I've been doing it backwords Smiley.  Oh well i like my way better.

I traditionally used low res (small images) when i was far away from something like grass, as i zoomed in i would use higher res (large images), until i eventually would render it programmatically.

The only times i've used this technique in the past was for trees, snowflakes, and grass.

(i.e. snowflake starts as small white dot image, zooms to have more detail, and eventually is drawn programatically when close enough so it can have infinite detail.) 

Is this what you were refering to or do i have it backwords?

Tom Servo
Tom Servo
W-hat?
IIRC there's a way to perform antialiasing using System.Drawing, I've to dig up some old sourcecode to find an example.

--edit: I guess I lost it because I didn't back up Inetpub ;/
W3bbo
W3bbo
The Master of Baiters
Tom Servo wrote:
IIRC there's a way to perform antialiasing using System.Drawing, I've to dig up some old sourcecode to find an example.

--edit: I guess I lost it because I didn't back up Inetpub ;/


That wasn't anti-aliasing. You're after a better interpoliation algorithm.
Minh
Minh
WOOH! WOOH!
PeterH wrote:
Fixed with bicubic interpolation.

Result:



Before bicubic interpolation:
 


After bicubic interpolation:
 
Hopefully, you did this with .net's built-in bilinear filtering function & not write your own. Smiley
Minh
Minh
WOOH! WOOH!
W3bbo wrote:
Of course, most cards let you override mip-mapping settings (that's what the Performance/Quality slider in nVidia's panel does)
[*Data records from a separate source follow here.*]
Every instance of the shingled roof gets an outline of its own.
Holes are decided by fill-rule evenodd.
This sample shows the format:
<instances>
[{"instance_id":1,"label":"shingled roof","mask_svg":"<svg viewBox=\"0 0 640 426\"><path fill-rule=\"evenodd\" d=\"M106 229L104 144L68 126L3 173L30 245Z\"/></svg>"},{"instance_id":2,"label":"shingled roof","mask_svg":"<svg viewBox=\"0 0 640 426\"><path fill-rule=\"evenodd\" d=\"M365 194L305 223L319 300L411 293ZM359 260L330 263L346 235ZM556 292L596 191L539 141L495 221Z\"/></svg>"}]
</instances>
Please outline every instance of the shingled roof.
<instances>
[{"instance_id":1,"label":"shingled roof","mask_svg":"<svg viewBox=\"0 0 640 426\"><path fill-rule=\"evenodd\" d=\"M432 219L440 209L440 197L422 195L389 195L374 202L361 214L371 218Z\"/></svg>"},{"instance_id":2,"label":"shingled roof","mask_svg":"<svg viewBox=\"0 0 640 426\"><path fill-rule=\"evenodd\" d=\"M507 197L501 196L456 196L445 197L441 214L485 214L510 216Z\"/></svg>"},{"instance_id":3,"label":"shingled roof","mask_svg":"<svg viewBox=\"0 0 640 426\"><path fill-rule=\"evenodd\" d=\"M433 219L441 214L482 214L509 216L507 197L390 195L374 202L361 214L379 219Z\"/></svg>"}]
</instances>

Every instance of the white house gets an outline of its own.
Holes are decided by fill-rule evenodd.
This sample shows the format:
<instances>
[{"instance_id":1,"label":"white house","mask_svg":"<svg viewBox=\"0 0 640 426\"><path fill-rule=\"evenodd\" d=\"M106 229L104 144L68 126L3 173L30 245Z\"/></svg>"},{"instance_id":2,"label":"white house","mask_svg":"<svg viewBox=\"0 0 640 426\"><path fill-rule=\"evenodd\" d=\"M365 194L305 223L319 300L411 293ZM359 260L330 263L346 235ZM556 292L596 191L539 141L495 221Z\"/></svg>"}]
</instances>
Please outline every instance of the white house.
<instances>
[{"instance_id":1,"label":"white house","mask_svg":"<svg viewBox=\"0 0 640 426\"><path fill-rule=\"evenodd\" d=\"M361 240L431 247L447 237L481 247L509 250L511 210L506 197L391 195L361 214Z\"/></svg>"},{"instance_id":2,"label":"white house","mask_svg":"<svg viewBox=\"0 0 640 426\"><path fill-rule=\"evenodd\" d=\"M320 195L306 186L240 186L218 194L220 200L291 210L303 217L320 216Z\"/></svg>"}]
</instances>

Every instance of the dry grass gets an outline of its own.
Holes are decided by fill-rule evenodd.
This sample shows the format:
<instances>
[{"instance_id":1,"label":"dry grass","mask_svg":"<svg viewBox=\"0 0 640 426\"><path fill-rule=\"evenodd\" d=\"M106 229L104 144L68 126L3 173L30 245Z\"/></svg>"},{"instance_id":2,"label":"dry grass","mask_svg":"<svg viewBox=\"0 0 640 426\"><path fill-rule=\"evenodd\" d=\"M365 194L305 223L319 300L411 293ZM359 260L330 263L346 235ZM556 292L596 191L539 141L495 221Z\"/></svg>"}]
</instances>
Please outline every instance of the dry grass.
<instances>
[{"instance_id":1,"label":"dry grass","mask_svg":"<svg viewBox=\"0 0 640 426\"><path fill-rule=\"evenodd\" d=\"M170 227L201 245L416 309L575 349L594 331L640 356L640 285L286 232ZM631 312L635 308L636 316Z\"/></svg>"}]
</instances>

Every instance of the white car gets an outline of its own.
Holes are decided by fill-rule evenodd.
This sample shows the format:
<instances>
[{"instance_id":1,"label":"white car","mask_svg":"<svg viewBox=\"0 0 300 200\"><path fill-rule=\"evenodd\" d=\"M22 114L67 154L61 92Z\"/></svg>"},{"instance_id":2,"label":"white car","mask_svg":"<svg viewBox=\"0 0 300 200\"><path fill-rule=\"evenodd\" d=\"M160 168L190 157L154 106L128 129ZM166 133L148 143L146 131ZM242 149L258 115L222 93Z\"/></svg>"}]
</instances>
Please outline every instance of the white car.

My ATI Performance/Quality slider controls heckuvlot more than just mipmap detail levels. Smiley There's fullscreen anti-aliasing, anistropic filtering, etc...
W3bbo
W3bbo
The Master of Baiters
Minh wrote:
W3bbo wrote: Of course, most cards let you override mip-mapping settings (that's what the Performance/Quality slider in nVidia's panel does)

My ATI Performance/Quality slider controls heckuvlot more than just mipmap detail levels. Smiley There's fullscreen anti-aliasing, anistropic filtering, etc...


I meant the single "Peformance / Quality" slider, not the individual sliders for all of 'em =P

*checks own CP*

Hmm, nVidia's changed it. Now its under the guise of "Image Settings"
Minh
Minh
WOOH! WOOH!
W3bbo wrote:


I meant the single "Peformance / Quality" slider, not the individual sliders for all of 'em =P

*checks own CP*

Hmm, nVidia's changed it. Now its under the guise of "Image Settings"
I got to thinking about what does Quality/Performance mean in term of mipmaps. Mipmaps are usually generated prior to entering the "game loop", so performance doesn't mean make my game run fast & let the quality of each mipmap suffer in return. Since you're really creating a smaller version of each texture, you can use bilinear or trilinear & have no loss of quality.

I'm guessing that quality/performance in this sense means that the system will control the number of mipmaps created for each texture. So, fewer levels means the game will take up less video memory & therefore, somehow runs faster?